Dear community,
I replaced the CUDA memory allocation from cudaMalloc to cudaMallocManaged in c10/cuda/CUDACachingAllocator.cpp in the PyTorch open-source code, and successfully compiled it. It can be used as expected, and PyTorch version is v1.13.0 .
When training a GNN, I successfully oversubscribed the GPU memory.
When I use nsys to analyze a Python program, nsys profile --stats=true --cuda-um-gpu-page-faults=true --cuda-um-cpu-page-faults=true --trace=cuda --cuda-memory-usage=true --show-output=true python run_unittest.py
However there’s no occurrences of any page faults.
It shows GPU pages fault with UVM, but there’s still question here I want to ask:
Why there’s still no contain CUDA Unified Memory CPU page faults data here?
How to output the page fault memory address to the terminal? I know we can find it in the GUI, but we need to collect this data via some scripts for analysis, if we can output this info in csv it will be also better to use.
How to get the CUDA Kernel Statistics in both terminal and nsys-rep? What parameters should I use for nsys profiling execution?
I am not sure why it is not letting you upload the report file in your reply. Could you upload to google drive or one drive and share the link here or DM me?
And the conclusion was?
This thread is fascinating because I basically did the same thing but I wrote a shared library intercept of cudaMalloc and had it call cudaMallocManaged. And it actually let a new big text to video model I wanted to try run on my 5090. The model is bigger than 32GB’s. I’ve done a trick where I call prefetch, in a simple test case, and it indeed is faster than just letting pages fault in on demand. I certainly can get all the gpu addresses of the model’s tensors. But I want to have something which monitors the page faults, wanting only the addresses, and leverage that as I run my model many times.
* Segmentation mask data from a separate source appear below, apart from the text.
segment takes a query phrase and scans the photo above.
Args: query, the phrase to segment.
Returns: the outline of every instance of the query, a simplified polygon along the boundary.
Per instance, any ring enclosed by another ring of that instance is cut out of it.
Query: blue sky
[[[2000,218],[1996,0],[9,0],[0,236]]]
I am not sure if I responded to these questions already over messages or if it fell off the radar.
For Q1, I examined both the reports and they show only GPU page faults. I can’t know for sure why there are no CPU page faults in the profiles of your application. When the CPU needs some data that is currently residing on the GPU, it causes a CPU page fault to occur. When that happens, you should see DtoH transfer under Unified memory in the timeline like shown in this example screenshot below. Do you expect this kind of data movement to occur in your application?
For Q2: We do not have any scripts that provide statistics on GPU page faults. If you need some sort of statistics output to the terminal for GPU page faults, you could write your own summary script similar to the reports/um_cpu_page_faults_sum.py, um_sum.py, or um_total_sum.py in the target folder of the nsys installation. They use SQLite queries to create the summaries. Can you explain what exactly you would want output to the terminal regarding GPU page faults? I can file a feature request and prioritize the work accordingly.
For Q3, Have you used nsys profile command with the –stats=true option? It should give you the CUDA kernel statistics output to the terminal at the end of the run. If you already have a nsys-rep file collected, then you could use the nsys stats command to generate the statistics. Please see the help text for the nsys stats command.
Please use the –cuda-um-cpu-page-faults=true and –cuda-gpu-page-faults=true CLI switches or the equivalent GUI controls to collect the page faults data. You should get information you are looking for here. See the example screenshots shown in User Guide — nsight-systems and User Guide — nsight-systems
Thanks but I didn’t want to involve a heavyweight tool from the py program I wanted to track faults in. While it took me a few times I did get a cupti fault tracker written which my py app can enable/disable. But then again I just figure out about 3 hours ago how to get a custom allocator working. Thus my module and all its layers will be in a nice large prefetchable single block of memory.